Un siglo después del nacimiento de la mecánica cuántica, una encuesta publicada en julio en Nature entre mil físicos ha revelado algo que reivindica a Penrose, que nunca se conformó con lo de «calla y calcula»: los científicos siguen divididos sobre qué significa esta teoría. La interpretación más popular sigue siendo la de Copenhague, esa visión donde los sistemas cuánticos no tienen propiedades definidas hasta que son observados. La sigue la teoría de muchos mundos, que propone que el universo se ramifica constantemente en múltiples universos paralelos. La tercera gran corriente abarca las interpretaciones que entienden la mecánica cuántica no como una descripción de lo que es la realidad, sino como un acercamiento a lo poco que aún sabemos sobre ella. Y luego está Penrose. El más radical.
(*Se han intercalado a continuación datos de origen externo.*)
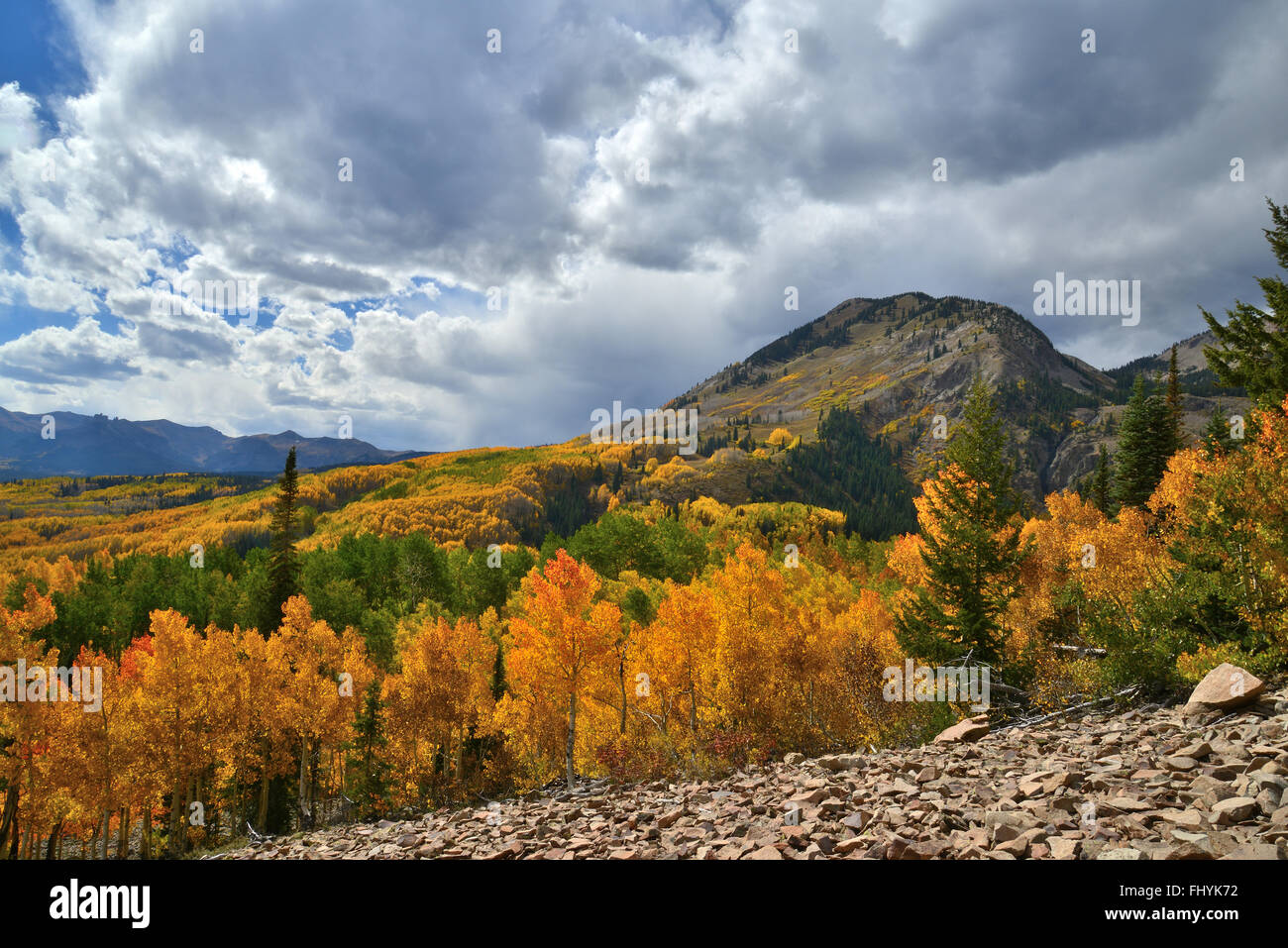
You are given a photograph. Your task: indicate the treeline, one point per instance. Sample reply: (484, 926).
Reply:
(848, 471)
Su teoría de la cosmología cíclica conforme propone que nuestro universo no es más que uno en una cadena infinita de cosmos que se suceden eternamente. Cuando los últimos agujeros negros se evaporan, el universo alcanza un estado de máximo caos que, por las leyes de la geometría, se convierte en el Big Bang del siguiente ciclo. Es una visión vertiginosa: cada universo nace de la muerte del anterior, y Penrose afirma que las pruebas tienen que estar ahí: en forma de 'cicatrices' del Big Bang previo, impresas en la radiación de fondo de microondas. Habrá que buscarlas.
En los últimos años, Penrose se ha dedicado también a otra búsqueda: la de la conciencia humana. La mecánica cuántica dice que la conciencia del observador causa el colapso de la función de onda –las partículas 'deciden' dónde estar cuando las observas–; Penrose propone lo contrario: «¿Y si es el colapso cuántico el que crea la conciencia?» Se alió con Stuart Hameroff, un anestesiólogo. Juntos desarrollaron la teoría de la reducción objetiva orquestada, que sostiene que la conciencia surge de procesos cuánticos en el cerebro. Los neurocientíficos la rechazaron: los seres vivos son «demasiado cálidos, húmedos y ruidosos» para mantener procesos cuánticos. «Si Hameroff hubiera propuesto estas ideas él mismo, habría sido ignorado. Pero lo hizo junto con Roger Penrose», escribió un crítico. Sus colaboradores estaban desesperados. Lionel Mason observaba con inquietud «cómo Roger engrandece a un lunático como Hameroff». Pero este año se han detectado posibles propiedades cuánticas en los microtúbulos cerebrales.